Re: Locale/encoding problem/question

From: Tom Lane <tgl(at)sss(dot)pgh(dot)pa(dot)us>
To: henka(at)cityweb(dot)co(dot)za
Cc: "Martijn van Oosterhout" <kleptog(at)svana(dot)org>, pgsql-general(at)postgresql(dot)org
Subject: Re: Locale/encoding problem/question
Date: 2006-08-04 12:59:51
Message-ID: 5345.1154696391@sss.pgh.pa.us
Views: Raw Message | Whole Thread | Download mbox | Resend email
Thread:
Lists: pgsql-general

henka(at)cityweb(dot)co(dot)za writes:
>> It should be in the dump file, almost the first line. Locale is of no
>> interest to pg_dump, you'll have to decide how you want it.

> Yes: UTF-8 and the other is LATIN1

Note that this represents what the original server *thought* the
encoding was.
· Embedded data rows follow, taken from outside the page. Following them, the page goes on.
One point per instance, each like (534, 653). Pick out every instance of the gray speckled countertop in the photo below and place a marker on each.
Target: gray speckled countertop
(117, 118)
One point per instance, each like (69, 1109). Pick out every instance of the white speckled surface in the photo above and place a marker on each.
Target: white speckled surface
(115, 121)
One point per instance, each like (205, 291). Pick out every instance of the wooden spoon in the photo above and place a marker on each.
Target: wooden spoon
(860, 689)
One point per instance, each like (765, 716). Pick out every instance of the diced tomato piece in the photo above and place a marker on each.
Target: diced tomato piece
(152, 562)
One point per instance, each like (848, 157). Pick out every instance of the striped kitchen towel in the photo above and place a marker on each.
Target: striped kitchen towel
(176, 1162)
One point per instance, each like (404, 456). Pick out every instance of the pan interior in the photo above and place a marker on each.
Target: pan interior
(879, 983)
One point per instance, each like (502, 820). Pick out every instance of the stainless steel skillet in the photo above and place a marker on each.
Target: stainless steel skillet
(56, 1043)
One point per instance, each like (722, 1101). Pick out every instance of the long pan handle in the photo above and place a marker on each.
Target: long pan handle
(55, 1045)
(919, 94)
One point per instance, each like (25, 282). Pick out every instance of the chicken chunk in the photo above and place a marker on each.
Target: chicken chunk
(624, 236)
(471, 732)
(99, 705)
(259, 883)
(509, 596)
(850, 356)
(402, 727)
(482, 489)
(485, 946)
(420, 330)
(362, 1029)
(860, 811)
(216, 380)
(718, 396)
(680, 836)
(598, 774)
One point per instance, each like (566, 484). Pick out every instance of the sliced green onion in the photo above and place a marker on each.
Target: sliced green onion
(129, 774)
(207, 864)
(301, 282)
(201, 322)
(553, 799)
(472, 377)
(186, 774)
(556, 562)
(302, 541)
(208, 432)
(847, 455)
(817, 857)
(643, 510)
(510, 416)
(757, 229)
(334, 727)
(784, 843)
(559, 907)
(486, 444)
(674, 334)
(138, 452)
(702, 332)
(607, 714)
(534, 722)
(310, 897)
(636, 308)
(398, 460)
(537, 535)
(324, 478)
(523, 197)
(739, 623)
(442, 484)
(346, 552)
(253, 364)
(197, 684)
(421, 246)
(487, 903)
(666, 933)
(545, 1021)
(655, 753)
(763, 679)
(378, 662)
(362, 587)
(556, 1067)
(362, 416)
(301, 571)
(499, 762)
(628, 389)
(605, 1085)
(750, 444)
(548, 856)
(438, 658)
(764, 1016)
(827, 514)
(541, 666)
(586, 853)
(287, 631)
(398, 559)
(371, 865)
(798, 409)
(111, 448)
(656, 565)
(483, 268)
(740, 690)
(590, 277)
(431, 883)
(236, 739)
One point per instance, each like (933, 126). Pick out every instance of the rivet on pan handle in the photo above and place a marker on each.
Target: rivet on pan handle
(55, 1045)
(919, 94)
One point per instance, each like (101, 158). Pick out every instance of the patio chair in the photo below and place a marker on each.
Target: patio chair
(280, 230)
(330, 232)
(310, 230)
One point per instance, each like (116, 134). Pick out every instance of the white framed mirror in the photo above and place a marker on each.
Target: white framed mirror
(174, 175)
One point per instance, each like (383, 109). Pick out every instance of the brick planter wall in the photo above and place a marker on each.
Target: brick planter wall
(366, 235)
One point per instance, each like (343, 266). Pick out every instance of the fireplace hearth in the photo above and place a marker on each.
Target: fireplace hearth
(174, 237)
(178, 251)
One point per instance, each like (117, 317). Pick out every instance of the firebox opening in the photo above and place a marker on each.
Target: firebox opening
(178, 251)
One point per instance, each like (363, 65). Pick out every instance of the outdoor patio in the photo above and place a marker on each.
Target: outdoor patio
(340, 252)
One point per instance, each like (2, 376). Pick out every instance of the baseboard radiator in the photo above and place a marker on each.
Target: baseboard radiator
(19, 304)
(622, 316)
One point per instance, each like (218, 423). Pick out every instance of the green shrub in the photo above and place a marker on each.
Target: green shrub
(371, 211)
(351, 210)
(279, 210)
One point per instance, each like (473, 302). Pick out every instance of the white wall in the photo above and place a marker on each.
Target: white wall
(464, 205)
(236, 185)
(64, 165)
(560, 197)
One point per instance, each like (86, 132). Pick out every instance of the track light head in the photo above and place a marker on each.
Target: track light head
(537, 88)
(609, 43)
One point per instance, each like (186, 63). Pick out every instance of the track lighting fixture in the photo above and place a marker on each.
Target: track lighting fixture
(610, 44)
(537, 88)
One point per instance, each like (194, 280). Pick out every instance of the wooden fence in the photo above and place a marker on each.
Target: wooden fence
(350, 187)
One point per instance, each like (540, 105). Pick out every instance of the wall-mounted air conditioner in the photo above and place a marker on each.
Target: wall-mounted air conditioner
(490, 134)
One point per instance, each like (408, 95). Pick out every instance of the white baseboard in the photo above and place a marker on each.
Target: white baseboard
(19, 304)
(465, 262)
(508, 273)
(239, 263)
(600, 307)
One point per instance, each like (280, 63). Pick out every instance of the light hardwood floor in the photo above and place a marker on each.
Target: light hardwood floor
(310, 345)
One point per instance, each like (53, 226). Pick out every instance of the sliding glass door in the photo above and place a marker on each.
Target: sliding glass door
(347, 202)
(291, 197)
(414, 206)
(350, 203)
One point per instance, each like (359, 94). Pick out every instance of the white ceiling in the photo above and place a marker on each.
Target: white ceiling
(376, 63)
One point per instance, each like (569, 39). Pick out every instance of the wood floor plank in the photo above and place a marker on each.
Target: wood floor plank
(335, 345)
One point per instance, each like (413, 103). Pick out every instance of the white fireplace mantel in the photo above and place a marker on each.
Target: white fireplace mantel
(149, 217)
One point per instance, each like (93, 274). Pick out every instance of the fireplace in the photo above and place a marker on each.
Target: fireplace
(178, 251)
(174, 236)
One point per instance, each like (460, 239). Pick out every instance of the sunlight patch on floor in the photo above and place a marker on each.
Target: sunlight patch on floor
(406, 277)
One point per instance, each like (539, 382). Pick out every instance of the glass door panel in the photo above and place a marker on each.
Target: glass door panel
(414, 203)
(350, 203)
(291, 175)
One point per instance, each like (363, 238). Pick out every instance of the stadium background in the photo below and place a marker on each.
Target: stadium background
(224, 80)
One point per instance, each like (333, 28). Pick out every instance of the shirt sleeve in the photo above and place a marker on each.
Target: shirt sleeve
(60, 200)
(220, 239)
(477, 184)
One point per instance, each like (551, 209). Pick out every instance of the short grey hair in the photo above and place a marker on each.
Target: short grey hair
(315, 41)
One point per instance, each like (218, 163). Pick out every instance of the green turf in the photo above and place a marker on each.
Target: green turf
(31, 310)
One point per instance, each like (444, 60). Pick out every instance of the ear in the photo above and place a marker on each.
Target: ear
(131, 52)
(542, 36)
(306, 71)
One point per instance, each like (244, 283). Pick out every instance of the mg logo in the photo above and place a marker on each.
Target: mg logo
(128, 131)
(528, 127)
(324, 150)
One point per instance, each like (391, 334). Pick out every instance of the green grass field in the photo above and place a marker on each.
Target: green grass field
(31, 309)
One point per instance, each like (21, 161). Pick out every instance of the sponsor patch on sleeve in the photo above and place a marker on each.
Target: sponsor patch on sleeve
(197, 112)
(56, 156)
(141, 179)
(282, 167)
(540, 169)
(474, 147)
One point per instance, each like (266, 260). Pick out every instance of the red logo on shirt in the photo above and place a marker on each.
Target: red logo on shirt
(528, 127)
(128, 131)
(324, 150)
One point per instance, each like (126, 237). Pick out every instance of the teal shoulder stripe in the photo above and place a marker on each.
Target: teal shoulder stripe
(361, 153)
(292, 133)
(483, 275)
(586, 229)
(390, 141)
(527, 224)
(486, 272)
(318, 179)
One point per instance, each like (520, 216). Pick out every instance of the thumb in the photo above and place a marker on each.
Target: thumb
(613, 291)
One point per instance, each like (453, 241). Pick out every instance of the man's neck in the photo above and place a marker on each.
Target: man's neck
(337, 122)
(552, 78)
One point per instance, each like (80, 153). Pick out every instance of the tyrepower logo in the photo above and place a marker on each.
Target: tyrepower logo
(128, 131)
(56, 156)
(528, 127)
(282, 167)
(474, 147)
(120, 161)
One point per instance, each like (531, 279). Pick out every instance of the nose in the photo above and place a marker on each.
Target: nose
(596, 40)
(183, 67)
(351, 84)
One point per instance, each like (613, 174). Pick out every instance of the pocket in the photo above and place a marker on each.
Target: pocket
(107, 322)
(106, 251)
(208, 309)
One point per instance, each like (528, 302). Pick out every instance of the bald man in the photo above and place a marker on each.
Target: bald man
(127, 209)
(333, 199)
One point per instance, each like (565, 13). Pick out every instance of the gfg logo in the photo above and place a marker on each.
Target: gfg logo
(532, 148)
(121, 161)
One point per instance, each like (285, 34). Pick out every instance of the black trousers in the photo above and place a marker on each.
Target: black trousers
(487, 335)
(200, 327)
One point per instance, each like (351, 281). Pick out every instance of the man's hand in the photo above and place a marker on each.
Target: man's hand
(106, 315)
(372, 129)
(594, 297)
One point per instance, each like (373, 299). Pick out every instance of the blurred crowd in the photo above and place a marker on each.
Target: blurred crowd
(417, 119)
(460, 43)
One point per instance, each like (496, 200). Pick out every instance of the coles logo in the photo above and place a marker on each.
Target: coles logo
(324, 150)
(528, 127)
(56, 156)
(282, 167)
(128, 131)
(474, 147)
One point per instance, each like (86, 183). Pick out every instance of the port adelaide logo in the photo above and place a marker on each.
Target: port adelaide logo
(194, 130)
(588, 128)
But it's not at all impossible that the server thought
the data was LATIN1 when it was really UTF8. (The other way around is
less plausible because the server would have been able to detect
encoding errors.) If you were using clients that treated the data
as UTF8 without paying attention to what the server thought, you'd
not have realized you were mislabeling the data.

But, if you tried to load data marked as LATIN1 into a server using
UTF8, it'd have applied a LATIN1 to UTF8 conversion, and then
everything's hosed.

I'd suggest actually inspecting the data in the dump file: it's not that
hard to tell UTF8 from LATIN1 if you look at the byte sequences.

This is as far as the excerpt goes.